一体、いつから日本はこんなに住みにくい国になっていたんだろう。
たくさんのグラビアアイドルが水着姿で出演するという話題の舞台『熱いぞ!猫ヶ谷!!』を観て、気付かされた。
そう、他ならぬおっぱいのことである。
かつての日本には、おっぱいがあふれていた。
テレビドラマでは、銭湯のシーンなどで胸をはだけた女の人がたくさん出ていたし、アイドル歌手が水着姿で歌を歌うことなどめずらしいことではなかった。
さらには『オールスター水泳大会』などという夢のような番組が各局で放送され、そこに映し出される“健康的なお色気”に、若い頃の筆者などは夢中になったものだ。
もちろん、それらが衰退していった原因はわからなくもない。
不特定多数が見るテレビという媒体で、あまり過激なことをすると、どんなクレームが来るかわからない。
そのような自主規制は働いているのだろう。
そしてもうひとつ、何もテレビなどでエロを楽しまなくとも、ネットの世界にもっともっと過激な画像や動画が流れているのだ。
しかし、違うのである。あの頃見ていたおっぱいの明るさ、そして健康的さは、残念ながらそこにはないのだ。
そんな中、『熱いぞ!猫ヶ谷!!』は衝撃的だった。
物語の舞台は、埼玉県にある架空の都市『猫ヶ谷市』。
夏場に日本最高記録を樹立した同市では、条例により男性は全員アロハ、女性は全員水着で平和に暮らしていた。
ある日、新しい市長によって、今の暮らしを変えてしまうような改革案が持ち上がる、それに反対した女子高生たちは、ある行動を起こす-。
出演するのは、現役で活躍するグラビアアイドル17名。
オーディションで選ばれただけあり、ルックスもプロポーションも抜群!
もう一度言うが、もちろん全員セクシーな水着姿だ。
ステージは、真ん中に円形の舞台が作られ、その周りに客席が配置されていることもあり、どこの席からでも近く、見やすい。
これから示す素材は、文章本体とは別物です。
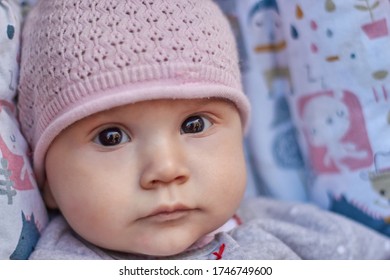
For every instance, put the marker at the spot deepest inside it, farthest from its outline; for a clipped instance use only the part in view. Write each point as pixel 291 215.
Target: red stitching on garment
pixel 220 252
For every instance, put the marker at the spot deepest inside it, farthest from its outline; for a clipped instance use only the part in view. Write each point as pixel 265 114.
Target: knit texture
pixel 80 57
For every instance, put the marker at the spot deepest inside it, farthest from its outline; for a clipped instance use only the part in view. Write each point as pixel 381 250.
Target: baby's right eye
pixel 111 136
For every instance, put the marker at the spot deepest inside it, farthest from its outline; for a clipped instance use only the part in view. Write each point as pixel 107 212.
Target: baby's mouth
pixel 168 213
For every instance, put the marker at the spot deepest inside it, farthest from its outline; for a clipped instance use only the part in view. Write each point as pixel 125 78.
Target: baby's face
pixel 151 177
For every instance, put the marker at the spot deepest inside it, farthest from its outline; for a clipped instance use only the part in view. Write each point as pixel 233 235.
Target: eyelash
pixel 114 135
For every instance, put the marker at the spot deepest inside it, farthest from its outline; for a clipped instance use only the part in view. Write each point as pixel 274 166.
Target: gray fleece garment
pixel 270 230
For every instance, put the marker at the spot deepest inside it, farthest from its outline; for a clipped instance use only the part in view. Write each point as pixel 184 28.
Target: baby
pixel 136 116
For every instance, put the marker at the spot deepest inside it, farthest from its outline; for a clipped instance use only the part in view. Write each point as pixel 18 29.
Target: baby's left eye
pixel 194 124
pixel 111 136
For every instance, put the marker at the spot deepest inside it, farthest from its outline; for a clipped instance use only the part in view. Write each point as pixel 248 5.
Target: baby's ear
pixel 48 196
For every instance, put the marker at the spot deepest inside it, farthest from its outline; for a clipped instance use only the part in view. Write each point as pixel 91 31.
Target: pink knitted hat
pixel 80 57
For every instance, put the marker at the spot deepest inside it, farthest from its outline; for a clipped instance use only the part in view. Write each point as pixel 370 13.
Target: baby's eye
pixel 111 136
pixel 195 124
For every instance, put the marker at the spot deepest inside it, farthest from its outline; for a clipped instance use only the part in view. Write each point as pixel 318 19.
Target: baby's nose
pixel 166 165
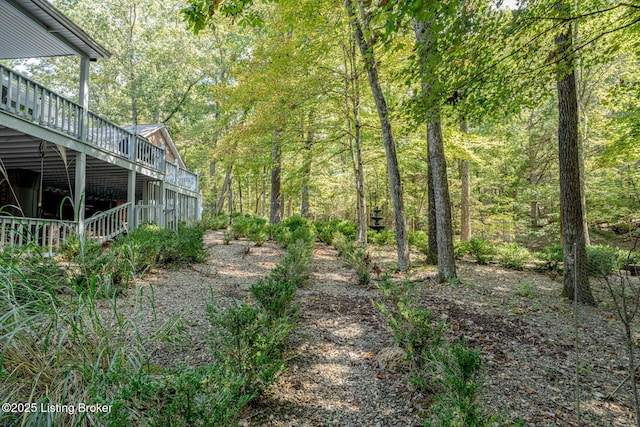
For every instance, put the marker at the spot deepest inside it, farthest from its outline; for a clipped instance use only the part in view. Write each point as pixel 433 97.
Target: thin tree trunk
pixel 240 195
pixel 575 255
pixel 230 190
pixel 395 184
pixel 214 187
pixel 465 193
pixel 275 211
pixel 352 106
pixel 306 173
pixel 432 249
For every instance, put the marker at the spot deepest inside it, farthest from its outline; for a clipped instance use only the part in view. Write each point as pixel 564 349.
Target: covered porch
pixel 65 171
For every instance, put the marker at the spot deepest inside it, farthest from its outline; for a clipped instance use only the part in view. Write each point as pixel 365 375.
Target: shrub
pixel 419 240
pixel 601 260
pixel 480 249
pixel 294 267
pixel 354 256
pixel 212 221
pixel 248 344
pixel 275 297
pixel 514 256
pixel 415 329
pixel 152 245
pixel 457 368
pixel 257 232
pixel 205 395
pixel 382 237
pixel 552 255
pixel 292 229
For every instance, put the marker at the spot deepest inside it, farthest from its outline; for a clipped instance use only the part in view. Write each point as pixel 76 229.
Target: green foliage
pixel 294 267
pixel 56 350
pixel 152 246
pixel 354 256
pixel 626 259
pixel 210 221
pixel 257 231
pixel 382 237
pixel 457 368
pixel 292 229
pixel 31 273
pixel 275 297
pixel 327 230
pixel 525 290
pixel 184 397
pixel 513 255
pixel 480 249
pixel 552 255
pixel 249 344
pixel 601 260
pixel 415 329
pixel 419 240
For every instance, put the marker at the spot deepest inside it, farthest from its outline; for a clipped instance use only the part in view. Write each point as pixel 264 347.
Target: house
pixel 64 170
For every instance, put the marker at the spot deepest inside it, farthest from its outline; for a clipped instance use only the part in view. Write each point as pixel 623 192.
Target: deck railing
pixel 148 214
pixel 45 233
pixel 35 103
pixel 181 177
pixel 106 225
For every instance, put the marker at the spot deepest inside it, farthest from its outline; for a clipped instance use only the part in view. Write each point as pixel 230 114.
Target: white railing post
pixel 83 98
pixel 131 199
pixel 79 194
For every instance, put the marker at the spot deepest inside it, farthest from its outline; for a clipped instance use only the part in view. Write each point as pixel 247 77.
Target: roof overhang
pixel 35 29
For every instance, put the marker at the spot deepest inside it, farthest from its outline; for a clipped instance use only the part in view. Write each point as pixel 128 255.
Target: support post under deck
pixel 79 195
pixel 131 198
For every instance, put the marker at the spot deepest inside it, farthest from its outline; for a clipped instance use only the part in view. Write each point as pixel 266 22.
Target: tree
pixel 576 279
pixel 425 36
pixel 393 171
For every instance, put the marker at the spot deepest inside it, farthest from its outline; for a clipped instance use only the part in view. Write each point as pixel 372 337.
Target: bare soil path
pixel 523 328
pixel 334 379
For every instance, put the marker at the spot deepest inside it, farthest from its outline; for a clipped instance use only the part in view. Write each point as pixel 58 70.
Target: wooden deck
pixel 34 104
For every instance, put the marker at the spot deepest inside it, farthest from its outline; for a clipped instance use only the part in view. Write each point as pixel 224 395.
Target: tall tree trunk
pixel 275 211
pixel 230 192
pixel 465 193
pixel 584 132
pixel 444 227
pixel 432 248
pixel 306 172
pixel 214 187
pixel 240 195
pixel 575 255
pixel 352 107
pixel 395 184
pixel 225 187
pixel 441 202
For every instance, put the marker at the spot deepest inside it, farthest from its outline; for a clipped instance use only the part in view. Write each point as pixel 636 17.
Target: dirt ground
pixel 526 334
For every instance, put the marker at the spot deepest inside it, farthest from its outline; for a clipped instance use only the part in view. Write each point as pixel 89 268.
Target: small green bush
pixel 257 231
pixel 514 256
pixel 275 297
pixel 457 368
pixel 382 237
pixel 601 260
pixel 480 249
pixel 210 221
pixel 249 344
pixel 415 329
pixel 294 267
pixel 552 255
pixel 419 240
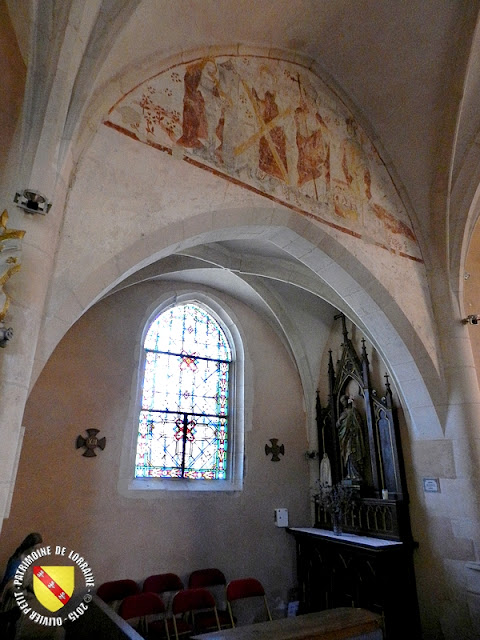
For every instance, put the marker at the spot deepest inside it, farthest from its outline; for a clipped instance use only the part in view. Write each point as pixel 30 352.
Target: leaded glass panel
pixel 183 424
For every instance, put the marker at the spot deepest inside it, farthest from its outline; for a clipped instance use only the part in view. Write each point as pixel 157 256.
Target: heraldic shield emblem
pixel 53 586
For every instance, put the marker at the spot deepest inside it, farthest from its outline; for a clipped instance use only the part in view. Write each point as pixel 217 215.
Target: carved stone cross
pixel 91 442
pixel 276 450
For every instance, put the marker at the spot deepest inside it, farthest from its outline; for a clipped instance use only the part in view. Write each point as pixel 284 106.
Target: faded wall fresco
pixel 272 127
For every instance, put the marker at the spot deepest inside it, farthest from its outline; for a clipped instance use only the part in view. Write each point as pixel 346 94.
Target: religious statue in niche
pixel 352 444
pixel 359 438
pixel 10 249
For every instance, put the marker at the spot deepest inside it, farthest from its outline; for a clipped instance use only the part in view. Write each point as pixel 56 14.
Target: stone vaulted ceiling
pixel 408 70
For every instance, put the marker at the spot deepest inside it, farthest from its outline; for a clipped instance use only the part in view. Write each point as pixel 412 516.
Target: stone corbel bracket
pixel 10 253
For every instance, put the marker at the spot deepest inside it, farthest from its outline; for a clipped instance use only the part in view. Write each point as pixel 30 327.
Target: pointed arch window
pixel 184 423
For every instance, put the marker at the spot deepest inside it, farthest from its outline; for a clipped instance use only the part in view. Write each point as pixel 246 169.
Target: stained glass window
pixel 183 425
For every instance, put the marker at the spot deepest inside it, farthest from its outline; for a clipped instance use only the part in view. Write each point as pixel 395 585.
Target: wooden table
pixel 332 624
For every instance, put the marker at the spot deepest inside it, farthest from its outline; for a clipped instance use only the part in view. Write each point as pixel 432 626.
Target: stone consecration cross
pixel 275 449
pixel 91 442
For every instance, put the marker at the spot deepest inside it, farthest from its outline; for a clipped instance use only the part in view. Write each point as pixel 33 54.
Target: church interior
pixel 305 170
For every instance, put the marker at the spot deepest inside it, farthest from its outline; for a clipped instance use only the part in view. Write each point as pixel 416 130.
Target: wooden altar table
pixel 332 624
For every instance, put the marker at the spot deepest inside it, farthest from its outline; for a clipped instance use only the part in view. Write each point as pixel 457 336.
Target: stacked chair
pixel 243 588
pixel 188 607
pixel 145 611
pixel 115 591
pixel 165 585
pixel 214 580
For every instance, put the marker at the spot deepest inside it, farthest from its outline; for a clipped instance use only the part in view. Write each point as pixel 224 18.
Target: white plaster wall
pixel 74 500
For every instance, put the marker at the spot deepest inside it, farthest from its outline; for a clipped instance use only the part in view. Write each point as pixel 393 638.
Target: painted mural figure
pixel 312 146
pixel 350 435
pixel 269 126
pixel 272 145
pixel 355 163
pixel 203 111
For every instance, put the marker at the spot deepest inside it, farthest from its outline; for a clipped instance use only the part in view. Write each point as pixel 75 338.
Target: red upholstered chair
pixel 144 607
pixel 166 585
pixel 186 607
pixel 214 580
pixel 115 591
pixel 245 588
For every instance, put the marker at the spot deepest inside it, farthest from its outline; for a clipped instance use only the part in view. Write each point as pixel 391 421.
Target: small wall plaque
pixel 431 485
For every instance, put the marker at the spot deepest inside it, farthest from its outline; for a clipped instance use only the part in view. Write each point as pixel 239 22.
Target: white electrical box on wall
pixel 281 517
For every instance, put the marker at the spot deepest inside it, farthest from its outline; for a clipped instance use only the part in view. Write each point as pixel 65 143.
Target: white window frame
pixel 146 487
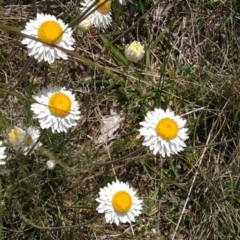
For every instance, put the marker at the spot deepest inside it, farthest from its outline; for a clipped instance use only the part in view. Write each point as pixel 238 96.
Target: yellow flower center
pixel 122 201
pixel 167 129
pixel 136 46
pixel 28 140
pixel 105 8
pixel 50 31
pixel 60 104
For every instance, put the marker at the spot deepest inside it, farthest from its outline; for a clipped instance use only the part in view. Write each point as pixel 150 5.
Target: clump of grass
pixel 191 65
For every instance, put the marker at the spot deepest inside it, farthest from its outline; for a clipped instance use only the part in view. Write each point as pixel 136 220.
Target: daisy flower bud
pixel 50 164
pixel 85 25
pixel 134 52
pixel 16 136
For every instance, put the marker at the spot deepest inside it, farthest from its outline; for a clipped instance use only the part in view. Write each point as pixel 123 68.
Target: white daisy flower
pixel 50 164
pixel 134 52
pixel 85 24
pixel 56 108
pixel 51 30
pixel 119 202
pixel 101 17
pixel 164 132
pixel 2 154
pixel 16 136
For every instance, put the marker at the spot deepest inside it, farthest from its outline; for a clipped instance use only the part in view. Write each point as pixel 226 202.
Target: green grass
pixel 191 65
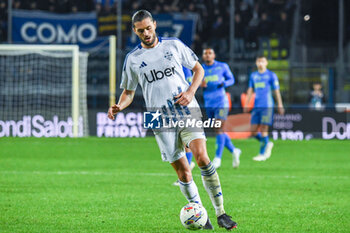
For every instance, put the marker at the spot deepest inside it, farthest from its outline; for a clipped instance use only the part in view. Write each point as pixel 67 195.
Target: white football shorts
pixel 171 143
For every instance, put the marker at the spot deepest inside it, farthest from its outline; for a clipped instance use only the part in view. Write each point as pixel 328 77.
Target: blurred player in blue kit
pixel 216 78
pixel 263 82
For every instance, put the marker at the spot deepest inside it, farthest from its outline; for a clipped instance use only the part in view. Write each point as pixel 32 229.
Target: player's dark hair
pixel 208 47
pixel 140 15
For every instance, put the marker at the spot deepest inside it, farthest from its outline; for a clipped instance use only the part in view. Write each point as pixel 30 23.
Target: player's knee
pixel 185 176
pixel 202 158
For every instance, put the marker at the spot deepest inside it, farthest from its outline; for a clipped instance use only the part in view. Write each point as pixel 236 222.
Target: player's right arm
pixel 125 100
pixel 249 96
pixel 129 84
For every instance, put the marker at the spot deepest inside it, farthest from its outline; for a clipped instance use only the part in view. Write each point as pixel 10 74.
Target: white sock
pixel 190 191
pixel 211 183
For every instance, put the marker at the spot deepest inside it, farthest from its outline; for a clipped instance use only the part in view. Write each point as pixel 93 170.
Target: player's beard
pixel 151 42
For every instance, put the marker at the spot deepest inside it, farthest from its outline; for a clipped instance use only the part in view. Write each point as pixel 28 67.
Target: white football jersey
pixel 159 71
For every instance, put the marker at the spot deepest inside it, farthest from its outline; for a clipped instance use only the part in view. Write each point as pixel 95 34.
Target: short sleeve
pixel 274 82
pixel 187 56
pixel 129 78
pixel 251 82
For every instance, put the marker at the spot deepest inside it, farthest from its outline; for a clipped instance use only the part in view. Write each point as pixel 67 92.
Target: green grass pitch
pixel 121 185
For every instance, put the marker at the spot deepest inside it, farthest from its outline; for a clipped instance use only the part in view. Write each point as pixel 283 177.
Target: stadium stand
pixel 258 23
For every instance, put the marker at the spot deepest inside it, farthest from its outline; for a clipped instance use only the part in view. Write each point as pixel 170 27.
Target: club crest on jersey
pixel 168 55
pixel 143 64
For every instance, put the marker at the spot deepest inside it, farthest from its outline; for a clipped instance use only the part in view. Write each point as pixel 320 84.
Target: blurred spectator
pixel 219 36
pixel 264 31
pixel 317 97
pixel 239 36
pixel 283 30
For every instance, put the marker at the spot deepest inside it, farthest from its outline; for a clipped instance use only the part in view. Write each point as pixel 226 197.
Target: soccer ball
pixel 193 216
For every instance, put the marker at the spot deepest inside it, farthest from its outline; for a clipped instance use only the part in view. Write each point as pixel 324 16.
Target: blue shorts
pixel 217 113
pixel 262 116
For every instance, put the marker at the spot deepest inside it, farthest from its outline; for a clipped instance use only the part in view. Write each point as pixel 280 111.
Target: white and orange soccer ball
pixel 193 216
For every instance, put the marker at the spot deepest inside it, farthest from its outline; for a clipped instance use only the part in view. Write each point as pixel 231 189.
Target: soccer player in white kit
pixel 156 64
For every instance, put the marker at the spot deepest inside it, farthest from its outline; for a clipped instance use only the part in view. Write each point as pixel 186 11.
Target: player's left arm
pixel 229 78
pixel 186 97
pixel 276 90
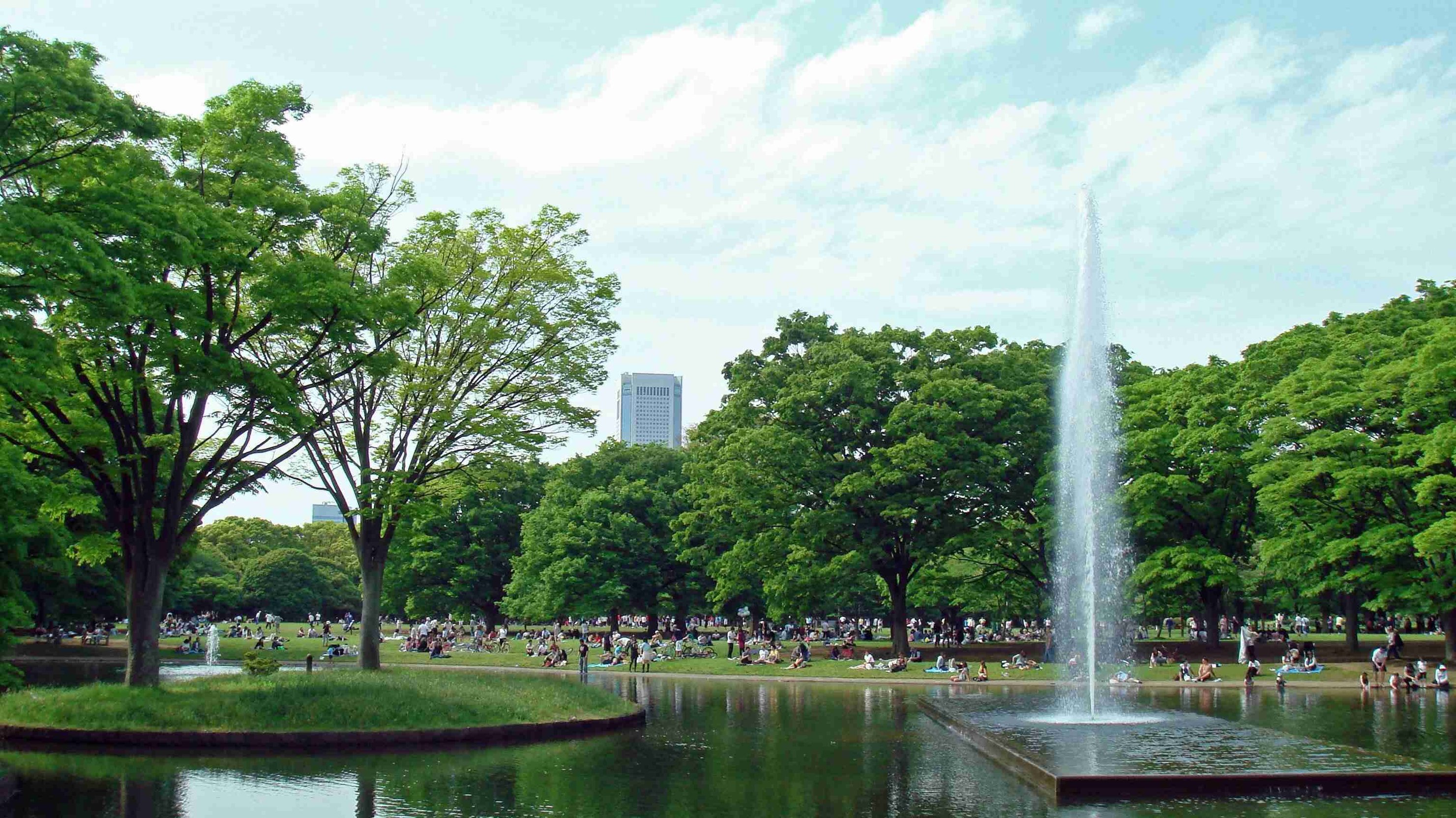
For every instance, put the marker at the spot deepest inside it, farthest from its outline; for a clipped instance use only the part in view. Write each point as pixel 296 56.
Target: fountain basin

そんな中で、出演者たちは、所狭しと走り回り、歌い、踊る。
筆者も三列目の席から、とびきり可愛い女の子の笑顔と、はちきれんばかりのおっぱいを堪能することができた。
ネットなどでは味わえない、リアルな感動がそこにはあった。
構成もよく考えられており、要所要所でドキッとするようなサービスシーンもあって、終始ステージから目が離せなかった。
個人的な意見ではあるが、欧米の「セクシー」さに比べ、かつての日本の「エロ」は、よりさわやかで健康的なイメージがあった。
恋愛感情とも違う、露骨な性的興奮とも違う、やわらかでここちよく、何よりも平和な感情が心の中に芽生える。
「おっぱいが規制される世界に平和など訪れるはずがない」、そんなことさえ考えてしまうほどだ。
今回の舞台を見て、そのさわやかな感動を十分に味わうことができた。テレビの中からは消えてしまった貴重なお祭りが、舞台という文化の中で脈々と息づいている。そんなうれしさを感じられるひと時であった。